Bref de quoi s'interroger par anticipation sur cette "crise" triplement annoncée.
Qu'elle sorte de crise ?
Provoquée par quoi ?
Par qui ?
Dans quel but ?

Une opération type faux pavillon comme semblent avoir été les attaques du 11 Septembre 2001, selon les informations de plus en plus nombreuses qui font surface et abondent dans ce sens ?

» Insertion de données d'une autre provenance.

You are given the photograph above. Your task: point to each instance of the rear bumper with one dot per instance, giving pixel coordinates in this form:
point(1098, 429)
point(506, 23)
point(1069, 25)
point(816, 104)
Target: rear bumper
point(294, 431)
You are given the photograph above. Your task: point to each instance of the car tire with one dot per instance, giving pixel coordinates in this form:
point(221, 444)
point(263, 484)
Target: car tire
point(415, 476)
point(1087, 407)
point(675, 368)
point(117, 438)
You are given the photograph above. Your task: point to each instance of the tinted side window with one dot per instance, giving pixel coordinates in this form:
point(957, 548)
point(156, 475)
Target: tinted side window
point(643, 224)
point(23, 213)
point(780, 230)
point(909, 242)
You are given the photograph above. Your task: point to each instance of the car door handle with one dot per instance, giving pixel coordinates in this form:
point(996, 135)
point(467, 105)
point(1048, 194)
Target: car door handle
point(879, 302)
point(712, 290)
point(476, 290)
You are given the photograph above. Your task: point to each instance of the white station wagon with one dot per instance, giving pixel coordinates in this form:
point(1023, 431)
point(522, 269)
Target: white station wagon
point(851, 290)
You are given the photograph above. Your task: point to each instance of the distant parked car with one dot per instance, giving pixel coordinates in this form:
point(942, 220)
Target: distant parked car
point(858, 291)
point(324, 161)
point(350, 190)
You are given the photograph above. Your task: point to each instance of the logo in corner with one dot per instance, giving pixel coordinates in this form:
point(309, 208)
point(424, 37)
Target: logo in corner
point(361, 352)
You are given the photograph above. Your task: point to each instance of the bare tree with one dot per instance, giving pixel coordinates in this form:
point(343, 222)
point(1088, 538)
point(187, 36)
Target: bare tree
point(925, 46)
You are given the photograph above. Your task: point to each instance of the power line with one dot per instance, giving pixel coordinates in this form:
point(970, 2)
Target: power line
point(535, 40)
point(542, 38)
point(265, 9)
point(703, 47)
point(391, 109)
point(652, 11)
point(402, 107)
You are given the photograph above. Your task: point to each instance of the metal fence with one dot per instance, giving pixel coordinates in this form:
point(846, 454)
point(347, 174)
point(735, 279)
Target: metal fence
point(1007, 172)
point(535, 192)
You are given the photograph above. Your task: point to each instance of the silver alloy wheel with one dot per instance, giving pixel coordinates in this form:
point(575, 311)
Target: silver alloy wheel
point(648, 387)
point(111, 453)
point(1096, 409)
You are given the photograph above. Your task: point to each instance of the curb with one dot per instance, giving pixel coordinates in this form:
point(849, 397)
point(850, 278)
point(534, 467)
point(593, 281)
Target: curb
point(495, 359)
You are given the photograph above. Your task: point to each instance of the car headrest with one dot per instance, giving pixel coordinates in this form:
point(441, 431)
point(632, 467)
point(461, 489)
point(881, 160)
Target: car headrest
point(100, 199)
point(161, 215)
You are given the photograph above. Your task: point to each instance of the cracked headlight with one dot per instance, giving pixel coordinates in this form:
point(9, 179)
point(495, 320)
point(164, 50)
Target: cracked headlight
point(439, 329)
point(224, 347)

Obama, quant à lui, a commencé à parler prudemment - pour ne pas laisser croire que tout est déjà joué dans cette présidentielle - de son activité post élection entre le 4 Novembre et le 20 Janvier, période de transition qu'il aurait prévu d'organiser pour faire en sorte qu'elle se passe le plus calmement possible (le "calme avant la tempête" ?). Il a révélé avoir mis en place des équipes de travail pour s'occuper de la politique financière et étrangère, et a annoncé son soutien à la conférence sur la crise financière mondiale qui doit avoir lieu aux Etats Unis le 15 Novembre et à laquelle doivent participer les chefs de gouvernements des pays du G8 plus certains dirigeants de pays émergents. Il a déclaré que "l'Amérique doit diriger et d'autres nations doivent faire partie du processus" reaffirmant la position toujours adoptée par les dirigeants américains, Démocrates et Républicains, de domination mondiale américaine, même si elle est parfois teintée de coopération multilatérale quand la situation l'exige, ce qui est la cas en ce moment les US traversant une crise sans précedent.